Not in question, however, is that once the indictments against him were filed, he did what he could to undermine the public’s confidence in the police, the state attorney, the attorney-general and ultimately the court itself.

Ironically, the Pegasus revelations have now given the public due cause to lack faith in these institutions that Netanyahu tried to instill. These institutions now need to engage in genuine stock-taking. A government commission of inquiry would be a good place to start.

Law enforcement officials, according to Sunday’s headlines, are now expected to argue that information they illicitly obtained through the use of the spyware did not help them build their cases against Netanyahu or was not actually necessary in building those cases.

But is anybody expected to believe that, especially since the same law enforcement agencies said just a couple of weeks ago they did not use Pegasus without the proper authorization when it now emerges that they did just that in one of the most sensitive cases in the country’s history?

Mandelblit, in that private conversation four months ago, spoke of “heaven’s grace” sparing Israeli democracy from Netanyahu.
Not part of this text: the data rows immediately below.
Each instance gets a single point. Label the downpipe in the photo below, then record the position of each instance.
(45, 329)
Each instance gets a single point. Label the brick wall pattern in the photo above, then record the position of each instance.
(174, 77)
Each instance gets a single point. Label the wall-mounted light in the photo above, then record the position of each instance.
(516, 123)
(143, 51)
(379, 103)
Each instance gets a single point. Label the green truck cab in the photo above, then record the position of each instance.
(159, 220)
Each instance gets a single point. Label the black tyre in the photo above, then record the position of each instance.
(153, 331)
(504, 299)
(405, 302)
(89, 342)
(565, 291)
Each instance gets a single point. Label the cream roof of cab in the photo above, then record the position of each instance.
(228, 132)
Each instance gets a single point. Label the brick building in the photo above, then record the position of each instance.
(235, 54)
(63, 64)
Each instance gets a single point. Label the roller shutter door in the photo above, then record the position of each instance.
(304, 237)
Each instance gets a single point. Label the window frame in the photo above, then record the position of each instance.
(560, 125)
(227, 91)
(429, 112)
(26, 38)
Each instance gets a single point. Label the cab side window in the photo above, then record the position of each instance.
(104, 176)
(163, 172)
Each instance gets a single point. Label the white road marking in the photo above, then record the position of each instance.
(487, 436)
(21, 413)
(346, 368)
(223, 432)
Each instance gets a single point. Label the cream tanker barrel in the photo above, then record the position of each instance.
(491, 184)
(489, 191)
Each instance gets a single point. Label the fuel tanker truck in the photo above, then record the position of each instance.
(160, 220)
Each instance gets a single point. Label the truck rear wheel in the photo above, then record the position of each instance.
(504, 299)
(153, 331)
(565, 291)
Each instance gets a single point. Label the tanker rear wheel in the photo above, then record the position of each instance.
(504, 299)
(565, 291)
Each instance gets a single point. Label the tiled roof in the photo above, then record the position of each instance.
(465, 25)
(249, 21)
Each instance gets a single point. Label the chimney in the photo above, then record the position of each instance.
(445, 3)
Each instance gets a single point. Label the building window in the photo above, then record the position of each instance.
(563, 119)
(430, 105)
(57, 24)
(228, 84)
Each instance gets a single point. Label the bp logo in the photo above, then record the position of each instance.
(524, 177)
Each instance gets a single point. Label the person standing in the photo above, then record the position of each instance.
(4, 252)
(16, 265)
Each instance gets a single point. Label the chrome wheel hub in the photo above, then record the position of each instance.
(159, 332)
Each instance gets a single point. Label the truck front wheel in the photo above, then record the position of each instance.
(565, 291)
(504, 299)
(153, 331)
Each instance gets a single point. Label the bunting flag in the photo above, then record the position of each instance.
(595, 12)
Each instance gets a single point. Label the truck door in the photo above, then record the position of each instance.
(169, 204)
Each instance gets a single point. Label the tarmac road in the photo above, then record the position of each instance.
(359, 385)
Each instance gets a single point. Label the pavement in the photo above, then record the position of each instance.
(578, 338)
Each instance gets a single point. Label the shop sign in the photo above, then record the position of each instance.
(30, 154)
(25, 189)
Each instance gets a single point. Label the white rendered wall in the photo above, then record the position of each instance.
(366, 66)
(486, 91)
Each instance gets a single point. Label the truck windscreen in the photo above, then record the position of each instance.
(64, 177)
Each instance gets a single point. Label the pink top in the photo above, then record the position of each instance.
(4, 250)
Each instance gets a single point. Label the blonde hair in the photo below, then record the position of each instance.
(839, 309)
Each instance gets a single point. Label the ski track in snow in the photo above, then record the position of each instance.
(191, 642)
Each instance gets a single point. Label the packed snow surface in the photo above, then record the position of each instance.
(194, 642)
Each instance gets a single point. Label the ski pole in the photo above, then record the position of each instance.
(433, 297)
He might have been right in invoking heaven’s name, but what he should have done from the outset of this saga is instill in the law enforcement officials the fear of heaven when investigating a sitting prime minister.

Go ahead and investigate, but make absolutely sure that there is fail-safe supervision and that everything is done with utmost transparency and is completely aboveboard. Being that these investigations could bring down a democratically elected leader, approach that with fear and trembling.

 In the present case, the prime minister was brought down, but the needed vigilance and care were not employed. The end result is now the mess the country finds itself in.

A not insignificant part of this country feels that the legal system unfairly targeted Netanyahu, and now the recently revealed police surveillance tactics have given them a firm leg to stand on.

Those who say that it doesn’t matter how the evidence against Netanyahu was gathered, since his actions were “a threat to democracy,” will now have to explain how the illicit actions of the law enforcement agencies are not – if left unchecked – even a greater threat.